OMPtrace  is a dynamic instrumentation package used to trace OpenMP execution on SGI and IBM platforms. It provides for automatic capture of OpenMP runtime system (RTS) events by intercepting calls to the RTS library. User functions can also be instrumented to generate trace events. The main advantage of OMPtrace is that there is no need to re-compile the OpenMP program for performance analysis. In essence, OMPtrace uses the RTS interface as the performance tool interface, relying on interception at dynamic link time for instrumentation. Unfortunately, this approach relies on OpenMP compiler transformations that turn OpenMP constructs into function calls, and on dynamic shared library operation. To bypass these restrictions, the OpenMP performance interface we propose could provide a suitable target for the performance tracing part of OMPtrace. A compatible pomp library would need to be developed to generate equivalent OMPtrace events and hardware counter data. In this manner, the Paraver  tool for analysis and visualization of OMPtrace data could be used without modification.

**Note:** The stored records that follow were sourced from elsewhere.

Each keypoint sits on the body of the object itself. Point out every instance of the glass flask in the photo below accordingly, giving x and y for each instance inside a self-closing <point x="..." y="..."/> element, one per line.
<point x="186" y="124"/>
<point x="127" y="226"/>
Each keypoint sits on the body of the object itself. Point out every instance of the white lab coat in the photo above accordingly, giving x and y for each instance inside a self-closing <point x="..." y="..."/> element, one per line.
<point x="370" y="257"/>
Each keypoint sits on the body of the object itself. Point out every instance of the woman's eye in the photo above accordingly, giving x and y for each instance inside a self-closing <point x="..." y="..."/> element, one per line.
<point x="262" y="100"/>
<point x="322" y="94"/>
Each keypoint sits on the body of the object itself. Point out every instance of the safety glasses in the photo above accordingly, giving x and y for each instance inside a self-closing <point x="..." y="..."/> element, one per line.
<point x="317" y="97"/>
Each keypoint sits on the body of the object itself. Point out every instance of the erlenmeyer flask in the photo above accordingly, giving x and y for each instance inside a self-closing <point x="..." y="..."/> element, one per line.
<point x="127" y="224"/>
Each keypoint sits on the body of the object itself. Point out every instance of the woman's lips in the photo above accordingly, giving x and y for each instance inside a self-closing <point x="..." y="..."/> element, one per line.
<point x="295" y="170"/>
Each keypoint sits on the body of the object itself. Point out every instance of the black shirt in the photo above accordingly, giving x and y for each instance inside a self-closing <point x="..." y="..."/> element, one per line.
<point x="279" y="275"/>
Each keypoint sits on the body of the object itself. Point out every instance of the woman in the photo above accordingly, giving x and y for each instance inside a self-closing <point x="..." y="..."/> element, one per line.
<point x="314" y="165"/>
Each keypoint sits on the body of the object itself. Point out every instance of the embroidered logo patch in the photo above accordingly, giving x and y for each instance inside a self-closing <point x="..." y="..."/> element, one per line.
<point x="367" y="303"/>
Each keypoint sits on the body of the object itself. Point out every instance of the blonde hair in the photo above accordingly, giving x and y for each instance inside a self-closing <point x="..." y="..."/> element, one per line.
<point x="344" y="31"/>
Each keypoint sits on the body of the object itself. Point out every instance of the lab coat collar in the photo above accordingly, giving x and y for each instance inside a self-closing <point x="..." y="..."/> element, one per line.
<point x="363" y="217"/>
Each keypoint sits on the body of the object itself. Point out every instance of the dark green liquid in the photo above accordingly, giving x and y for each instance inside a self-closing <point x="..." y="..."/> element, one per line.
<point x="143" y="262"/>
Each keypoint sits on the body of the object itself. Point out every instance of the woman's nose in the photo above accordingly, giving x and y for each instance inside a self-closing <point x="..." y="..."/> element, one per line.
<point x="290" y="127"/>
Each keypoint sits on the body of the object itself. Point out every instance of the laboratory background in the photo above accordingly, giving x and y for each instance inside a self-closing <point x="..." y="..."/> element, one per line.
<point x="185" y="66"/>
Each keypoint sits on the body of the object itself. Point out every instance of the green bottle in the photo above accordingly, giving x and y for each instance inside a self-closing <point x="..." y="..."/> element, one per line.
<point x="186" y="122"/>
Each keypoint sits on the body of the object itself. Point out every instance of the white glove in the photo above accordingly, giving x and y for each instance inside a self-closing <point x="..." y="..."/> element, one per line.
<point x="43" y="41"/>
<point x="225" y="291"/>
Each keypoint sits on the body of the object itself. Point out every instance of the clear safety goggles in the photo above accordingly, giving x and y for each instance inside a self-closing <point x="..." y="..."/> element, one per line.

The VGV tool combines the OpenMP compiler tools (Guide, GuideView) from KAI with the Vampir/Vampirtrace tracing tools from Pallas for OpenMP performance analysis and visualization. OpenMP instrumentation is provided by the Guide compiler for both profiling and tracing, and the Guide runtime system handles recording of thread events. Being compiler-based, the monitoring of OpenMP performance can be quite detailed and tightly integrated in the execution environment. However, the lack of an external API seriously prevents other performance tools for observing OpenMP execution events. The performance interface we proposed could be applied in the VGV context in the same manner as above. The pomp calls could be implemented in a library for VGV, mapping the OpenMP actions to Vampir state transition calls at appropriate points.
Another approach might be to have the Guide compiler generate the pomp instrumentation, allowing other pomp-compatible performance interface libraries to be used.
Lastly, the JOMP  system is a source-to-source compiler that transforms OpenMP-like directives for Java to multi-thread Java statements that implement the equivalent OpenMP parallel operations. It has similarities to our work in that it supports performance instrumentation as part of its directive transformation . This instrumentation generates events for analysis by Paraver . In a similar manner, the JOMP compiler could be modified to generate pomp calls. In this case, since JOMP manages its own threads to implement parallelism, it may be necessary to implement runtime support for pomp libraries to access thread information.